We were eating our sandwiches when a small jeep pulled into the spot the minibus had vacated. Mistral climbed out from the passenger’s side and I tried to shrink down into my seat, dropping my water bottle. Both of her hands were full. Whatever she said to the woman in the driver’s seat made her break into laughter. Ten minutes later, when the lights on all three floors had come on, I asked Nedim to call her cell phone, say ‘Wrong number,’ and hang up. I wanted to be sure she had it close to her. Then, simultaneously invoking the names of all the Byzantine emperors in turn, I composed a text message for her:

 

You swept into and out of my life like a comet and my head is still spinning. I missed you so much I followed you here. At this very moment I’m across the street from you in front of the florist’s shop. I’ll count to 1001, and if you will come down to me, I’ll whisper to you the words I’ve been saving for the woman of my life …

H.A.

 

I read over what I’d written twice and felt embarrassed both times. I was sure my head would begin hurting as soon as my hesitant finger hit ‘Send’. I waited in the snow, but Mistral did not even bother to come to a window and look out to see if I was really there. Nedim understood that my gambit had failed from the way I stalked, sulking, furled umbrella in hand, back to the car, mortified as a host shamed in front of his guests. On our way back to the hotel he said, when he’d finished grumbling, ‘Listen. If this girl of ours is as perfect as you’ve painted her, maybe she’s a lesbian.’ I had to smile. At the hotel we exchanged addresses. He spoke first.

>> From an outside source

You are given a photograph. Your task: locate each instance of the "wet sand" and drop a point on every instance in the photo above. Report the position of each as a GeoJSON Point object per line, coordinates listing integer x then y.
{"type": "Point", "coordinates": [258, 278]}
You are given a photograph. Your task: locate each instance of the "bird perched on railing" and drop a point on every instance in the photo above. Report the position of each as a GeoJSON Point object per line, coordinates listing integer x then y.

‘It’s not without reason that they say something good always comes out of something bad. You’re a fine gentleman. I hope it’s your fate to be happily married to a good Turkish girl. I haven’t yet seen a Turk marry a Swedish girl and be happy.’

‘If I hadn’t come to Stockholm and declared my feelings for that girl, I would always feel like something was missing,’ I said. ‘I thank you for your help and hospitality, Nedim. It was a good side effect of this visit to get to know you. Please pass along my regards to your family. I’ll call when I get my return flight straightened out. If you’re free, you can take me to the airport.’

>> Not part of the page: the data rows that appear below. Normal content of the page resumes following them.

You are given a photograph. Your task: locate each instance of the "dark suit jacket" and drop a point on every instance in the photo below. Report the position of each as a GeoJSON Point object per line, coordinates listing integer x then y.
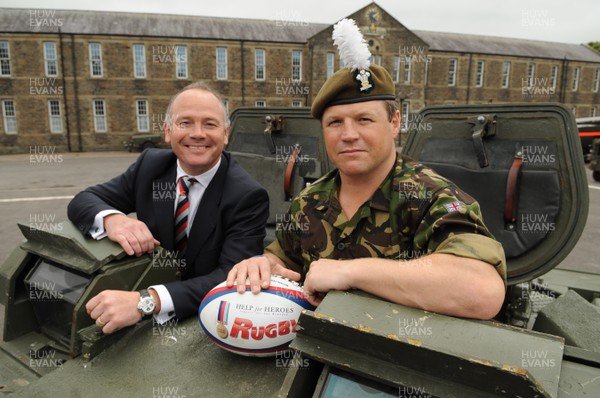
{"type": "Point", "coordinates": [228, 227]}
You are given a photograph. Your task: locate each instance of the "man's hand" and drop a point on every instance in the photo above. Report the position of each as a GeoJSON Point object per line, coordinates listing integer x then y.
{"type": "Point", "coordinates": [133, 235]}
{"type": "Point", "coordinates": [114, 309]}
{"type": "Point", "coordinates": [258, 270]}
{"type": "Point", "coordinates": [325, 275]}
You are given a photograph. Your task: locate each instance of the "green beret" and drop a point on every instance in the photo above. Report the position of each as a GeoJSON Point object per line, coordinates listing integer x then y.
{"type": "Point", "coordinates": [348, 87]}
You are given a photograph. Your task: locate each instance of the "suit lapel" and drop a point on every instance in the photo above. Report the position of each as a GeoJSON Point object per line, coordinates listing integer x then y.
{"type": "Point", "coordinates": [205, 219]}
{"type": "Point", "coordinates": [164, 205]}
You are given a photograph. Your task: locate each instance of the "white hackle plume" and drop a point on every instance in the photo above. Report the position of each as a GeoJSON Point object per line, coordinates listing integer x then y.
{"type": "Point", "coordinates": [353, 48]}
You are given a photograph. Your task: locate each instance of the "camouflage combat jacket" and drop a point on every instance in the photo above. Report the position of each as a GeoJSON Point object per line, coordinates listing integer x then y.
{"type": "Point", "coordinates": [414, 212]}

I didn’t go in immediately but stood in the freezing cold weather for some time as if, I suppose, I was taking a meditative shower. Then a voice from inside me warned, ‘Come on, don’t show weakness, Your Excellency Constantine XV. A more majestic finale awaits you.’

XI

When discussion turned to my sensitive skin and nature, my grandmother never failed to say, ‘Just like his grandfather.’ If I changed my shaving cream my cheeks would turn red; and every feeling that I bottled up inside me would turn into a sore in my mouth.

When I got up the next morning I had a sore the size of a baby aspirin on the tip of my tongue. Just drinking water was painful. Actually this was the first time the condition had surfaced since I’d made up with my mother. Now I felt stunned, like a victim running into his torturer again. It was probably because of shame over a move seriously unbecoming a chess master. If sending a syrupy melodramatic message to a woman newly met was what was called love, well, I could deal with that. Besides, I had a ready-made excuse for why I could not seduce women. It was because my forefathers married according to order; that is, if somebody caught their eye they only had to issue an order, and voilá! With this sentence I suppose I’ve accounted for why I hired expensive whores for my lovemaking.